Frequently Asked Questions
Can my child participate in physical activities?
The child must participate in physical activities and quickly assume good eating habits. Remember that these children usually have a tendency towards obesity. Above all, the child and then the adolescent and adult, needs to be happy with the leisure activities they are involved with; in that it’s satisfying for him to have things to do like the brothers and sisters. First, you should get advice from physicians specialised in Down syndrome, because medical problems - especially orthopaedic and cardiac - may contraindicate certain sports (judo and horseback riding for example).
Which physical activity is right for my child?
Swimming is usually very much enjoyed. This very complete physical exercise has the advantage of promoting harmonious development. Horseback riding is also a factor in fulfilment and balance. Numerous associations offer adapted group sports or track and field. Special competitions are organised. Whatever the sport, it must be adapted to the abilities of each and use teachers who are very familiar with the special characteristics of those with Down syndrome.
Pony riding, whether in a club or public park, is a very good exercise to teach a child to manage several rhythms: his own and that of the animal. For safety reasons, this activity will first require a dynamic X-ray of the cervical rachis.
A tricycle is very good for settling his knees and kneecaps, provided that the pedals are placed vertically and not on the front wheels. Later, the child can use a scooter and finally a bicycle with small wheels.
Unless medically contraindicated, swimming is a highly recommended sport which teaches your child coordination while building muscles in his limbs, teaching him to hold and manage his breath. These are useful reflexes for daily life, such as blowing his nose, for example.
What leisure activities are right for my child?

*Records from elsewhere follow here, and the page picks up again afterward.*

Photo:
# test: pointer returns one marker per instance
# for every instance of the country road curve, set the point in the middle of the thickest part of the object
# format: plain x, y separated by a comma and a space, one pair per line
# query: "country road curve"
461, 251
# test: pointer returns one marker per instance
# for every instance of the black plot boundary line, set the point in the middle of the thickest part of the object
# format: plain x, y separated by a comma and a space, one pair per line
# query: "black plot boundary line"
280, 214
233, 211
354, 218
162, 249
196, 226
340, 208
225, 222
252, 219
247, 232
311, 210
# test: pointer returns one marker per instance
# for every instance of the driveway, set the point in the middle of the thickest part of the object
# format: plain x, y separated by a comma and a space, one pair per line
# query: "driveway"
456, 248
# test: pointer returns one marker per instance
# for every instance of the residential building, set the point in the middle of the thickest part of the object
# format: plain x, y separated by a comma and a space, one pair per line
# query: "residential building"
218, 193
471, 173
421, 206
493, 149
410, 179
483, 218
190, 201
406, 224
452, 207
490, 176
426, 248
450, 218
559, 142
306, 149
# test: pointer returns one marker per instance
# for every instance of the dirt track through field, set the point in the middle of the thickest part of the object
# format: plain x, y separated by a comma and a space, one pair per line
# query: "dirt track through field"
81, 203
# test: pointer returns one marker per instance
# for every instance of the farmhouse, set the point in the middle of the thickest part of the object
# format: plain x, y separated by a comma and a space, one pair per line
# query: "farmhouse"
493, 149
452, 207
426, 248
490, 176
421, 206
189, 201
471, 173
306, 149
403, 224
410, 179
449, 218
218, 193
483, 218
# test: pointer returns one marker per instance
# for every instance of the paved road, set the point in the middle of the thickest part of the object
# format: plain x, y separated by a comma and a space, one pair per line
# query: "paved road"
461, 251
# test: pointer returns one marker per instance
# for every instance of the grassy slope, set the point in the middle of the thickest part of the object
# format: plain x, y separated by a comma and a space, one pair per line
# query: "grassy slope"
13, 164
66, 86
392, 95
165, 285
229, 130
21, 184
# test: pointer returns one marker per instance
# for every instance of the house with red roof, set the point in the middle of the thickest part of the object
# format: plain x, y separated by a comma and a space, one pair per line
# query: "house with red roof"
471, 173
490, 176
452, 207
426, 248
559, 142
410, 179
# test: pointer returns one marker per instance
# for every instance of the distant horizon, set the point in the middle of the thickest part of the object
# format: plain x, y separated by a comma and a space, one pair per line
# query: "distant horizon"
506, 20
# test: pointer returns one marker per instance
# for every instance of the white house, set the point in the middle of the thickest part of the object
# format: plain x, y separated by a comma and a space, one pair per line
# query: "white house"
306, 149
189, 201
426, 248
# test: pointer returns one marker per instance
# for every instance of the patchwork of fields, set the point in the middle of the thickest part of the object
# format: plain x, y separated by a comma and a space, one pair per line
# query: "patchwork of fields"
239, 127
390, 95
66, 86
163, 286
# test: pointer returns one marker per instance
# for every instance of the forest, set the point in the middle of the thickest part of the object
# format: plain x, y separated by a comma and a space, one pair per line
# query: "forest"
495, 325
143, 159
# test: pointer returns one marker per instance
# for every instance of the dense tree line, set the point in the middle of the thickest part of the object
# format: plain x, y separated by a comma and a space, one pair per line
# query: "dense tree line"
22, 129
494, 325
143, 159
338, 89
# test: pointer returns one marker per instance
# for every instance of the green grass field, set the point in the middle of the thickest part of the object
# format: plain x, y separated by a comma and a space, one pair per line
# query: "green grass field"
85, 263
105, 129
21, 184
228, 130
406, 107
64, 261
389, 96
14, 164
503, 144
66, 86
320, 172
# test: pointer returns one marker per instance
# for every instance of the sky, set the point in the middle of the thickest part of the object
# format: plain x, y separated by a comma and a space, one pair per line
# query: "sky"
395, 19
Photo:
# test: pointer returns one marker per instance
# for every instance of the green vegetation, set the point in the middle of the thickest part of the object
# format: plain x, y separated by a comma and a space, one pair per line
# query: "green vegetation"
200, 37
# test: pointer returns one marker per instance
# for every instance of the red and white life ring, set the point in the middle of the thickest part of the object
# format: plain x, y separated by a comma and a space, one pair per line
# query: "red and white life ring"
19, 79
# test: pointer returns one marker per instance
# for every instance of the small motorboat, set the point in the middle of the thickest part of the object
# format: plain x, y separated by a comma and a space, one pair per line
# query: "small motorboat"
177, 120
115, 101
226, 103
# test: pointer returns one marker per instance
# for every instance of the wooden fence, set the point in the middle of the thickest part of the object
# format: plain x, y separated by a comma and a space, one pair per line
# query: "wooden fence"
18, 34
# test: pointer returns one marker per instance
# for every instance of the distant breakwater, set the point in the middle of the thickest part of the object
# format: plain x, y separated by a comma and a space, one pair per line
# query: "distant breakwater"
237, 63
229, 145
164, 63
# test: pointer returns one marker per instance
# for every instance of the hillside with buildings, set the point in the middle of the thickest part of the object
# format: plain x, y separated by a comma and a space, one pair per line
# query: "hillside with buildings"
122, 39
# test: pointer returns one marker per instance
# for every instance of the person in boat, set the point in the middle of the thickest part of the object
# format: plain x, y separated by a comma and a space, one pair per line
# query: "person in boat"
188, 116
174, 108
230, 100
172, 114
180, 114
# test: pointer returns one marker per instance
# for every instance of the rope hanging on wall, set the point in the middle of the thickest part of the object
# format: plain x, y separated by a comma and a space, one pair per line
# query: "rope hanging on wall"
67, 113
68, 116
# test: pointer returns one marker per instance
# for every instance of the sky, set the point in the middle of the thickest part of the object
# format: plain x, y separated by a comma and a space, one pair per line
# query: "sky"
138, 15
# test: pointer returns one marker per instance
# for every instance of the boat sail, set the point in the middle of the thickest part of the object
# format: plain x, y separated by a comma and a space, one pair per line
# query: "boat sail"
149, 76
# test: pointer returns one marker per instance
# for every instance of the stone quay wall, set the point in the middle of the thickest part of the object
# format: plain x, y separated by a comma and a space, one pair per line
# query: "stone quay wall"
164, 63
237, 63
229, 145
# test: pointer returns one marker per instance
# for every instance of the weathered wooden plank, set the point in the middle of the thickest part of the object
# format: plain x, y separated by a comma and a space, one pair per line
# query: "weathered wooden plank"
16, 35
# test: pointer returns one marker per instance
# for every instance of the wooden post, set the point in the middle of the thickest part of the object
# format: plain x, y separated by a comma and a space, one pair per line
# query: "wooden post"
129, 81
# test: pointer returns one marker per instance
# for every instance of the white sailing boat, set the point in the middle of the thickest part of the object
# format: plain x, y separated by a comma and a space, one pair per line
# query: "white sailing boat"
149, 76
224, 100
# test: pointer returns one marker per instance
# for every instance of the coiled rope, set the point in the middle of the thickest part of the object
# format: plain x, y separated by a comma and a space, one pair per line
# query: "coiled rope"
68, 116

Scouting, from 8 years old, may be a good place for the child to exert himself, outdo himself and make his own friends in a structured and benevolent environment. Camping and outings are often done on a part-time basis. Your child should avoid sports that will put too much stress on his natural hyperlaxity and cervical vertebra, such as judo, rugby or acrobatic gymnastics. It would be better to suggest football to the boys and dance to the girls, for example.
Holidays in a group with specialised organisations offer an occasion to experience something outside their usual life. Often looked forward to avidly, they are very rewarding for the person and develop his adaptability. They are also very beneficial for all the family. Weekend getaways are organised by experienced volunteers. Finally, participation in spiritual groups is, for some, a real source of fulfilment.